Almost everyone agrees that the courts were slower at the US Open this year. The players thought so, the media concurred, and the tournament director confirmed that they had slightly changed the physical makeup of the surface in order to slow things down. Even clay-court wizard Dominic Thiem got within two points of the semi-finals, so clearly something changed.

I’m not going to argue with that. But when I set out to measure the change and get a sense of who might have benefited, I kept finding odd results. Almost nothing I tried revealed any clear-cut slowing of the surface, and by some metrics, the courts in Flushing played faster this year. Maybe it was just the heat and humidity–though the numbers don’t make that clear, either.
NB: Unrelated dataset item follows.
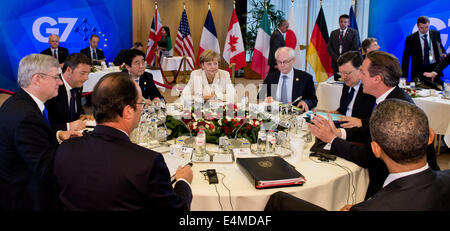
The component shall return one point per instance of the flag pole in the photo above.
(307, 32)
My usual starting point is my own surface-speed stat, which compares the ace rate at each tournament while controlling for the mix of servers and returners. While the dearth of advanced stats means it is limited to some basic inputs, it usually matches up quite well with our intution and doesn’t differ too much from Court Pace Index (CPI), an infrequently-available metric based on direct physical measurements. Using my algorithm, the US Open surface was 5% faster than the average surface at an ATP event in the last 52 weeks, compared to last year, when it was 4% slower. Compared to courts at the average WTA tournament, New York was 5% slower this year, versus 19% slower in 2017. The slowest tour-level surfaces (for either gender) have about 50% fewer aces than average, and the fastest have about 50% more.

2017 wasn’t just a blip, either in real-life on in my metric. It was similar to 2016, which also rated as considerably slower than this year’s surfaces. We’re left with a discrepancy that may stem from using an algorithm that relies too much on aces: Perhaps players were overwhelmed by the heat and tried more than usual to keep rallies short, or they simply didn’t bother trying to put their racket on first serves as often.
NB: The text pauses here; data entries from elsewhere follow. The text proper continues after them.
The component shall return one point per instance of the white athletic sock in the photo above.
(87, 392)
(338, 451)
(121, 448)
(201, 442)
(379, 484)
The evidence is clearer that players were more aggressive this year than in 2017. The average rally length, excluding double faults, on courts covered by Slamtracker (179 of the 254 main draw singles matches) fell from 4.28 shots last year to 4.17 this year, a drop of 2.6%. That could be affected by the changing mix of players in the draw (as well as those selected to play on higher-profile courts) so I isolated the 27 players with at least two matches worth of data from both 2017 and 2018. Those 27 saw their rally length drop a tiny bit more, about 3% from last year to this year.
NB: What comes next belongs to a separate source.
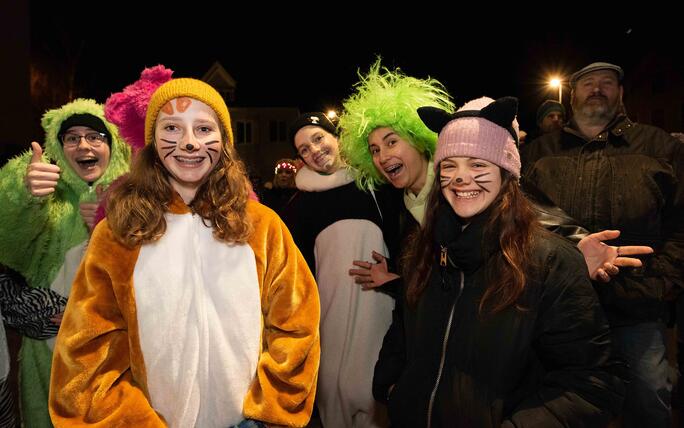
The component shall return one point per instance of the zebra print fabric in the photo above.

We have the beginnings of an explanation. If players were showing more aggression–perhaps because the heat encouraged them to adopt more first-strike tactics–that could cancel out the effect of a slower surface. We can drill down even further using the Aggression Score (AS) metric, which measures the rate of winners and unforced errors per shot. Across all matches, AS rose from 15.3% in 2017 to 16.1% this year, an increase of 5.7%. Using the 27 players with multiple matches from both years’ tournaments, the difference is more stark, rising by 8.7%.

It’s clear that we saw more aggressive tennis at the 2018 Open than the year before. If we take for granted that the courts played faster, the case is closed: Tactics, probably heat-induced, outweighed surface. But if we approached the problem without knowing what players, media, and tournament officials said, the same numbers would unequivocally point to an even simpler conclusion, that the courts played faster.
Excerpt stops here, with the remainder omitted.